I had it upon my tongue to suggest that they were unlikely people to submit to the lock-up quietly; but I did not tell him so, for the tarry seaman had gone into the inn again by this time, and I could hear him singing with as much music as a bull that bellows in a byre. Vainly I listened for any word of a song which would awaken those wild and whirlling thoughts Nick Venning had aroused with his talk of Boston town. But they were bawling a common chantey, such as seamen lift at the capstan; and presently the song died away altogether, and you might have been unaware that the rogues were in the town at all.
"Well," said I, "there is a truce, at any rate. Let's go down and have a look at them, Nick. A cat may look at a king, you know; and these fellows hardly have a regal appearance. Did they come in a boat, by the way, or walk across the cliff? You didn't tell me that, Nick."

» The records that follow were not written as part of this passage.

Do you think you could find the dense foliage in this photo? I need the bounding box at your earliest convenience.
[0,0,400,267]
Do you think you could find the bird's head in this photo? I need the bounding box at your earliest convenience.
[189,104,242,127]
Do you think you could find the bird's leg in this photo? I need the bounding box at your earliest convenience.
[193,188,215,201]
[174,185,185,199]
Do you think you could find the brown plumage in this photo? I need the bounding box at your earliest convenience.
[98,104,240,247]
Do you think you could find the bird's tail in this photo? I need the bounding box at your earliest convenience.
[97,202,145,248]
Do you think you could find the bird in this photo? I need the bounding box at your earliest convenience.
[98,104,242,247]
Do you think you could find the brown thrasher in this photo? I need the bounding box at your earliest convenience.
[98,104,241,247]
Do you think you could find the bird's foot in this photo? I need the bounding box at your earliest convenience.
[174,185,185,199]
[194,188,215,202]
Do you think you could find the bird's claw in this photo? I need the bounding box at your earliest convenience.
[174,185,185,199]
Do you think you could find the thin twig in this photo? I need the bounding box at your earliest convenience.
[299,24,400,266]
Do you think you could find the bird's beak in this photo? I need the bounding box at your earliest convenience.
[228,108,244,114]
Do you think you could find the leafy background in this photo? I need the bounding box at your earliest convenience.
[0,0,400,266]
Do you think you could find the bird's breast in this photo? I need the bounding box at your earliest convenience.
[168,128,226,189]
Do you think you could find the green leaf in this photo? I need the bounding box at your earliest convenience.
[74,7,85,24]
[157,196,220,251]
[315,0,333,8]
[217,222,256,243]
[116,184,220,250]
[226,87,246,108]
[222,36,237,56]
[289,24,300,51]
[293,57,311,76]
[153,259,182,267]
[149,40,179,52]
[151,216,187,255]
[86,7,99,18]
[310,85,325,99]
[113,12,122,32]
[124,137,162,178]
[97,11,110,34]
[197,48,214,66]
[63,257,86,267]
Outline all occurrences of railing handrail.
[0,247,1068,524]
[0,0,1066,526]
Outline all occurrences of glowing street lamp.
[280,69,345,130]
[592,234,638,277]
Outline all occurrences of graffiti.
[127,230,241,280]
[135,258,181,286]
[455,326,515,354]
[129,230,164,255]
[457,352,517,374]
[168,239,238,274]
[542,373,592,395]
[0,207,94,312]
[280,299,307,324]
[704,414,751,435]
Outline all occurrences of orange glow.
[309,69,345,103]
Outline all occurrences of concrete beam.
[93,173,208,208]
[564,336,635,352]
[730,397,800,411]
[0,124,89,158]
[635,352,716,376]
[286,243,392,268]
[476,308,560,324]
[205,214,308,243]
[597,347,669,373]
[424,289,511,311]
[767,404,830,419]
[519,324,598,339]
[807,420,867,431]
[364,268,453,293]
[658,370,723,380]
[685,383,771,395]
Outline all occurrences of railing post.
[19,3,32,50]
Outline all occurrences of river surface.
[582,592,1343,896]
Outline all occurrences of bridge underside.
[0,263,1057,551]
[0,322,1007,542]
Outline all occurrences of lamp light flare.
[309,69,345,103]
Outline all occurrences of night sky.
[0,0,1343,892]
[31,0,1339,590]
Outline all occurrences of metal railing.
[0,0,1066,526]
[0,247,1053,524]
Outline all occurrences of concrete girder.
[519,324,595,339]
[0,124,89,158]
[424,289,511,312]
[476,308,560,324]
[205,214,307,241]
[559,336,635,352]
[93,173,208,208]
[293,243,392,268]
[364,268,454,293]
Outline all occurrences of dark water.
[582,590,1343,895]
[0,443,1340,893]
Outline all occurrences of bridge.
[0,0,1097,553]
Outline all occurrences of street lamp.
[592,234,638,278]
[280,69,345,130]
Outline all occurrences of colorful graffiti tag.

I began to go down the stairs as I spoke, and he followed after me with less majesty than the law might have desired. I could see he had no stomach for the job at the inn, and I laughed at his perplexity. When he told me that the three men had come into the cove in a ship's launch, apparently of French build, and that they had put all sorts of questions to host Benson concerning the yacht and our voyage, he interested me more than he knew. But I said very little about it, and when we arrived at the inn I went in immediately and hailed old Tom as though nothing whatever were the matter.
"Good afternoon, Benson, and what's fresh to-day?" I asked him. Whimsically enough, he replied that) the three seamen in the kitchen parlour were fresh. "Though that's a manner of speaking," he added, "for a dirtier lot I never clapped eyes upon."
"Oh," said I, "then they are making themselves at home, are they? Have you learned where they hail from, Tom?"
He laughed gruffly, pulling at the stubbly beard on his chin, and seeming to think about it. "Most likely part of a ship's crew out of Falmouth, sir—come along for a bit of a spree, and having of it surely. Why, they broke two windows, to say nothing of dancing with the kitchen clock before they'd drunk the first round. I niver see such folk."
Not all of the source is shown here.